Sunday, May 10, 2015

Look What I Picked!

I went out to fill up the birdbath and took a look at the garden and, lo and behold, there was asparagus!  Three of 'em.  I picked 'em and we're going to eat 'em, tout de suite.  Each spring when I pick this asparagus I think of Dad driving along country roads with a shovel and a bucket or bushel basket in his trunk stopping to dig up bird-planted asparagus plants from around fence posts.  That's where these came from, you know.  Dad was great at scoping out hidden berry patches or cozying up to old farmers for a load of "chicken bappie" for garden fertilizer.  That reminds me, one year one of his old farmers delivered a trailer load of henhouse sweepings that Dad spread all over the yard because the clay soil wasn't high on nutrients.  It was aged so it didn't smell but for days when the slightest breeze blew there would be a swirl of white chicken feathers around our house.  It was sooo embarrassing.  I was 12.

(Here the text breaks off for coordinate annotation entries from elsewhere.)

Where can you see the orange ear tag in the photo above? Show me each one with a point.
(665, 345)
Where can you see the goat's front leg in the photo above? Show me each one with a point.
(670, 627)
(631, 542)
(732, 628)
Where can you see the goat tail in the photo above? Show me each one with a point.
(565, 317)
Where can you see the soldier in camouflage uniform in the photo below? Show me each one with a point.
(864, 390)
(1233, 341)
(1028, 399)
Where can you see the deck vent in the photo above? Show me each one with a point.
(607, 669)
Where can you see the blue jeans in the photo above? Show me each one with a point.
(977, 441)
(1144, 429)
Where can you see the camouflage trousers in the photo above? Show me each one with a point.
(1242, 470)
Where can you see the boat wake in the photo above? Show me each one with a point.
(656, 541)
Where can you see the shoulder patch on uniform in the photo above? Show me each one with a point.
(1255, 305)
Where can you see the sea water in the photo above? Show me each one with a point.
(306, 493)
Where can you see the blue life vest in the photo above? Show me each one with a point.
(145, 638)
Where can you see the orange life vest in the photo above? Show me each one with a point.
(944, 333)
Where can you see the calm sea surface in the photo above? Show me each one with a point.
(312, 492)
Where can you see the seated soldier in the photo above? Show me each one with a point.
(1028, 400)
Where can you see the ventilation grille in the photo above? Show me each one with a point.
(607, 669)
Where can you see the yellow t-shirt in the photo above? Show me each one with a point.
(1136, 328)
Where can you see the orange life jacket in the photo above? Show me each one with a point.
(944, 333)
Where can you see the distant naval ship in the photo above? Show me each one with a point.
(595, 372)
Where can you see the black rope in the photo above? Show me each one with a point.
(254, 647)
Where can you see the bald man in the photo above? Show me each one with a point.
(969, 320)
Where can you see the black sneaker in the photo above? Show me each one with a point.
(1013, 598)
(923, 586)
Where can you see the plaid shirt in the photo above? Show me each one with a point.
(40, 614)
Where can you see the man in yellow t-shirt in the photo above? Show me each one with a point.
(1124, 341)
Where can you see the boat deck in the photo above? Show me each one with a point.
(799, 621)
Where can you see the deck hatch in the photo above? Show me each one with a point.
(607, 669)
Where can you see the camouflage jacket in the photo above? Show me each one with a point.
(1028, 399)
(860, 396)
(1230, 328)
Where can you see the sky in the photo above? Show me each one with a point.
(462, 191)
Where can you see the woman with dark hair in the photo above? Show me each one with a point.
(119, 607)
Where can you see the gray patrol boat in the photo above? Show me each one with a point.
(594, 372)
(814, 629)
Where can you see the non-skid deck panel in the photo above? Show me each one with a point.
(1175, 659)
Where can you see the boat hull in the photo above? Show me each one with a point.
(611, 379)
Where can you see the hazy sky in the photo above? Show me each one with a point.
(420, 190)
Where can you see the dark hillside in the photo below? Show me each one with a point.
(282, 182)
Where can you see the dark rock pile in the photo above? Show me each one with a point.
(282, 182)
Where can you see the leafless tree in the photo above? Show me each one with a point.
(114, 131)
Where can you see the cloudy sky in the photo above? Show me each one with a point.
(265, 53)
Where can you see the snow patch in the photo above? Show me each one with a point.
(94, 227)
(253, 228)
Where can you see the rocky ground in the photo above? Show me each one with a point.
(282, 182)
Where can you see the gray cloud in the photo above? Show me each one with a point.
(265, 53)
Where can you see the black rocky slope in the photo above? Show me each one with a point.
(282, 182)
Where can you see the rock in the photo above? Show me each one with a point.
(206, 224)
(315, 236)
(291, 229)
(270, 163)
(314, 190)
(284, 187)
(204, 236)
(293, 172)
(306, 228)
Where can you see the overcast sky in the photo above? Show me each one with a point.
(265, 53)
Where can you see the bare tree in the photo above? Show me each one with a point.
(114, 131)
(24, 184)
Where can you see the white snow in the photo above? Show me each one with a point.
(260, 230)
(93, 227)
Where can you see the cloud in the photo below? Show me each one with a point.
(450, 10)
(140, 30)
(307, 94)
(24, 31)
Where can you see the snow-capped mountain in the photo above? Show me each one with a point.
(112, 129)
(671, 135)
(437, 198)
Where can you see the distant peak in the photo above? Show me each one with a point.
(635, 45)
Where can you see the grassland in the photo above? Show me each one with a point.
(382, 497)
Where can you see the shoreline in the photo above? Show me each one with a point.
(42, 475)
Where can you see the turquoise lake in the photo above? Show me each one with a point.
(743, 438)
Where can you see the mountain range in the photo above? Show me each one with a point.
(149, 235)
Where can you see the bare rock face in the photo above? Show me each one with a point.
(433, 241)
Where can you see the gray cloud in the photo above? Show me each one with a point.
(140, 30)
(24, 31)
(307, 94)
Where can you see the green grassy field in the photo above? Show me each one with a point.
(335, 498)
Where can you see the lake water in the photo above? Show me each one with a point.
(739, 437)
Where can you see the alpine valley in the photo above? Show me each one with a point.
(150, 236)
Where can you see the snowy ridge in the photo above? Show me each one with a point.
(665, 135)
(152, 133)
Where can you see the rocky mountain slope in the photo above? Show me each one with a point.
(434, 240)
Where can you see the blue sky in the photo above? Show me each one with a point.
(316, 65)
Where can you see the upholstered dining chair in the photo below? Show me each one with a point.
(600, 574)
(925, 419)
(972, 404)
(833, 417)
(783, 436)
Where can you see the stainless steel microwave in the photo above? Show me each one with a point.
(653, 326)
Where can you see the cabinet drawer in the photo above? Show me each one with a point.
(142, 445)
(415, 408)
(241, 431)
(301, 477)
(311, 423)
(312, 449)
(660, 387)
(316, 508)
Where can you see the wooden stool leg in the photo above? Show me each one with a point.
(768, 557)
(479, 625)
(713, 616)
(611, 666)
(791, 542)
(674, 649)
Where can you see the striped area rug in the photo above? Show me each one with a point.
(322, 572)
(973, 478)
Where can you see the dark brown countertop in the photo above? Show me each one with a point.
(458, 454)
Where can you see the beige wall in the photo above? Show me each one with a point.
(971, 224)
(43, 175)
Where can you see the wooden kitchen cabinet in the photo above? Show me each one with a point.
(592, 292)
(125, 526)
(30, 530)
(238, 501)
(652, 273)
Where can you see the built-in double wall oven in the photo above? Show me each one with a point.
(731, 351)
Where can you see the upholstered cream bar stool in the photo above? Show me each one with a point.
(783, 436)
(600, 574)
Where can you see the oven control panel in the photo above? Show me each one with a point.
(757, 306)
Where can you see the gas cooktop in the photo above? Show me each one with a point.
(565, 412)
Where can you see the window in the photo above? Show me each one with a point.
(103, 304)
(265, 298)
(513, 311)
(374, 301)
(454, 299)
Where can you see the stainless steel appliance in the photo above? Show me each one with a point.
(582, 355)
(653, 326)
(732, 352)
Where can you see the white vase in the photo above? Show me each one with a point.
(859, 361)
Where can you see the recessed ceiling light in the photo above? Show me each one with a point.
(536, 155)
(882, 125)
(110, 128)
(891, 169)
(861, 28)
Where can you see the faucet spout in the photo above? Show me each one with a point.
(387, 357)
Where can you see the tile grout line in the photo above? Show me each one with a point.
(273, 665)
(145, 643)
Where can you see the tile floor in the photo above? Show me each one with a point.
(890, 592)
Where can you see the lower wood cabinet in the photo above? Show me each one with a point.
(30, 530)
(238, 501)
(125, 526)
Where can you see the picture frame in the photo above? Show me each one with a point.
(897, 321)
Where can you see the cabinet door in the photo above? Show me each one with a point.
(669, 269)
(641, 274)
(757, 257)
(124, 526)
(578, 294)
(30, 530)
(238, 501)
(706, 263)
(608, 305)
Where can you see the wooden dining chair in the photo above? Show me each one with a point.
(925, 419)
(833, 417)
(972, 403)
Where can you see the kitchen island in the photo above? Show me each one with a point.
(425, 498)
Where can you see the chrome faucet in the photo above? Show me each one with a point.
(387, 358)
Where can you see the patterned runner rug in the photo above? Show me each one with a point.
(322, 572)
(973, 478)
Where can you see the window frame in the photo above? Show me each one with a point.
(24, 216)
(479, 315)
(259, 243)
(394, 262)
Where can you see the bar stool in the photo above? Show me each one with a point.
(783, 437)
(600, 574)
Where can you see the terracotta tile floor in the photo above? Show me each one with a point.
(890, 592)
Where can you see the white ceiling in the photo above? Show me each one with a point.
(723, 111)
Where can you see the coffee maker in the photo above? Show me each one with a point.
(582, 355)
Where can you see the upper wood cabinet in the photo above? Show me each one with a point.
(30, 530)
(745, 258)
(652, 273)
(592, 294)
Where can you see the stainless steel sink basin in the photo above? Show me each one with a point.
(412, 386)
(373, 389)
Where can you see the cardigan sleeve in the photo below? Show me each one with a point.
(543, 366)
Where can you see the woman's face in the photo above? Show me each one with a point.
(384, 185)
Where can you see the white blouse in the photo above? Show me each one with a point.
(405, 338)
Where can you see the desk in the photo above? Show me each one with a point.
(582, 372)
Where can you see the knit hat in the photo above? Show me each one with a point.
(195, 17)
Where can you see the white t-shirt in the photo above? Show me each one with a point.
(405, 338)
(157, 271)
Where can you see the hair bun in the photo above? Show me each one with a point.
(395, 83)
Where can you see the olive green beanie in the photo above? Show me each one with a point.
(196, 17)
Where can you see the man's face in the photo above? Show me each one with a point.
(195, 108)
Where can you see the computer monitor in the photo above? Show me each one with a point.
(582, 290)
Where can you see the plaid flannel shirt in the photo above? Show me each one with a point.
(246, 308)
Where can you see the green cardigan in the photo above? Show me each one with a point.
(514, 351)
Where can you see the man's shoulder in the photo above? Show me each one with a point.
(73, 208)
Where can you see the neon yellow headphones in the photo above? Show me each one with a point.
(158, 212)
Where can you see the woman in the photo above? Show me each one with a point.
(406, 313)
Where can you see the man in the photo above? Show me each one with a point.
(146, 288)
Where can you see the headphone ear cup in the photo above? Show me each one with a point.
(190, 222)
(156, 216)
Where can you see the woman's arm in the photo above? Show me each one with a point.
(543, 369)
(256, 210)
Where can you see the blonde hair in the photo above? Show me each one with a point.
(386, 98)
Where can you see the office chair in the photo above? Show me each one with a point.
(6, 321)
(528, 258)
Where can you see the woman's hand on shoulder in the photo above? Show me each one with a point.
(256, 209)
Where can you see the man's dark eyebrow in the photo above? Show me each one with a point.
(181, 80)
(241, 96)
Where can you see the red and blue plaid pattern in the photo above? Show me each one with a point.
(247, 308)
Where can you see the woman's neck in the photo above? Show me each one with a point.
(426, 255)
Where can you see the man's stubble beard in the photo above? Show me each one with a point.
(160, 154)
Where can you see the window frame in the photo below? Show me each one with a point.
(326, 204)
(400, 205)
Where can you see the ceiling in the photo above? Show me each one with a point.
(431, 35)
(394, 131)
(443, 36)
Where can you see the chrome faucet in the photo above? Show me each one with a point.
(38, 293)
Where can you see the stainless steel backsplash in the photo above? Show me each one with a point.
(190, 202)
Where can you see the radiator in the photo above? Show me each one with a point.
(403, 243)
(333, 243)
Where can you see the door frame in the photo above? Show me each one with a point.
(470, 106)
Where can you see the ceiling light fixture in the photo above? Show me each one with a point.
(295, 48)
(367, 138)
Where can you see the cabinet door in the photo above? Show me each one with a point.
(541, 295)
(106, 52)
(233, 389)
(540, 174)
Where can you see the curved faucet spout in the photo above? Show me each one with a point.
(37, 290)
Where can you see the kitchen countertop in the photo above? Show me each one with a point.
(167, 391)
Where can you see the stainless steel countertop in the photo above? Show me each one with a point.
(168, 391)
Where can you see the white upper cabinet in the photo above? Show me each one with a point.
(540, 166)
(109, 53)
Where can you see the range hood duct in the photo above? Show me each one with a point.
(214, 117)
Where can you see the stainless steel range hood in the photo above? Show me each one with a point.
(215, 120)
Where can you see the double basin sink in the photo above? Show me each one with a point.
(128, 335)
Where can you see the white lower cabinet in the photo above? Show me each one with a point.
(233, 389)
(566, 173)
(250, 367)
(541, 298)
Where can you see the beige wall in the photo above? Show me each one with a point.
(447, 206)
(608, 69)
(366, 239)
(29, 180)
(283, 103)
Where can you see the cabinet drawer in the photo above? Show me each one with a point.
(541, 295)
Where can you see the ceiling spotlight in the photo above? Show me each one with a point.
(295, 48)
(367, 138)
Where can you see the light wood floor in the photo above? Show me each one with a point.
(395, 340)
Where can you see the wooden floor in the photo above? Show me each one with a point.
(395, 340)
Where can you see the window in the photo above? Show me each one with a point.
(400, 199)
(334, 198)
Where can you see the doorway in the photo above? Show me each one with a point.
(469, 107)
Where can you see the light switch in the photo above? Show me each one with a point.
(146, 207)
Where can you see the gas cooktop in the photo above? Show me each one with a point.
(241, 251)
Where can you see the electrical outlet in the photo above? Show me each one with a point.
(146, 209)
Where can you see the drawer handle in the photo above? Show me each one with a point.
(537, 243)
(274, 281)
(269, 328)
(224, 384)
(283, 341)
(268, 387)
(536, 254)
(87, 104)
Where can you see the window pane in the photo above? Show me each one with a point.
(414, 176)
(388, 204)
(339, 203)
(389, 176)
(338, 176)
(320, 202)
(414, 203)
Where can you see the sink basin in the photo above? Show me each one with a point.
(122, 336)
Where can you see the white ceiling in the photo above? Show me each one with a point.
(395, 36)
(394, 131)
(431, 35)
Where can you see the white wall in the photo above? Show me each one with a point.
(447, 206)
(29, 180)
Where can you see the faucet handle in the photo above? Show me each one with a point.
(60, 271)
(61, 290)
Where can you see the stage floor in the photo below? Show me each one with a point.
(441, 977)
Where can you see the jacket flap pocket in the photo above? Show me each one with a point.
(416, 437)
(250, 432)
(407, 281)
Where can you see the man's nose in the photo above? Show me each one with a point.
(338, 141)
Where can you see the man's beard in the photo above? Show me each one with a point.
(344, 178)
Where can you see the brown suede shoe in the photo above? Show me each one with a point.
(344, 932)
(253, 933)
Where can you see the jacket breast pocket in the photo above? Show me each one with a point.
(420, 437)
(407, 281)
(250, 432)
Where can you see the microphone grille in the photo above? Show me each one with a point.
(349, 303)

As I bent down to pick the asparagus the wind blew an amazing fragrance over me.  The lilacs are blooming.  This is when we need smell-o-vision on computers.  It's an intoxicating aroma.  I will be cutting some to take to work tomorrow.

The bleeding heart is blooming and the lilies of the valley are this close.  Those lilies are another plant that transports me to a memory.  My Grandma and Grandpa Stephan (Babe and Hack, cool nicknames, right?) planted a spruce tree too close to the corner of their new house so Grandpa had to move it but by then there was a permanent triangular void in the branches where the house had been.  Grandpa planted lilies of the valley in there so in the spring there were all these bright green leaves and what seemed to me like hundreds of stems of tiny white bells that smelled so sweet they were like heaven.  That's more than enough nostalgia for today.

In the "Good for What Ails You" department, I made a big pot of chicken vegetable soup yesterday.  We even had enough fortitude to let it age overnight to reach the peak of its deliciousness.  Mm, there's nothing like a steaming bowl of homemade chicken veggie soup on a gray and chilly day, especially for two people so recently on the sick list.

May 10--Tino Hammid, Tahitian Gray Pearls.  The pearls looked like droplets of mercury splashed across the floor of the jewelry store.  Broken glass from the display cases crunched under Celia's feet as she crossed to go through the black curtain over the door to the workroom in back.  Somewhere in the back of her mind a voice told her to turn around, not touch a thing, and call the police from the sidewalk but she had to see everything before the police and the rest of the town got involved.  The sound of her footsteps and the cries of the gulls at the seafront made her realize that the alarm wasn't blaring.  Why wasn't it deafening her?  The alarm would have brought the police, she was sure of it.  There were always revelers at Karel's Beach Bar across the street on Friday nights and someone on one of the sailboats moored nearby would surely complain of the noise going on and on.  She was certain she had set the alarm as she closed up last night.  "Everyone all right in here?" called a deep voice from the shop door behind her.

Happy Mother's Day to all you mothers out there, aunties and sisters and grannies too.  Enjoy your day and let someone else cook.

1 comment:

Aunt B said...

I can envision those lilies of the valley beneath that giant spruce tree. It seemed like fairyland to me when I was a little girl. And I wish we had smellavision too just to get a whiff of those lilacs. Great talking with you yesterday. I'm soooo glad you called. Love you.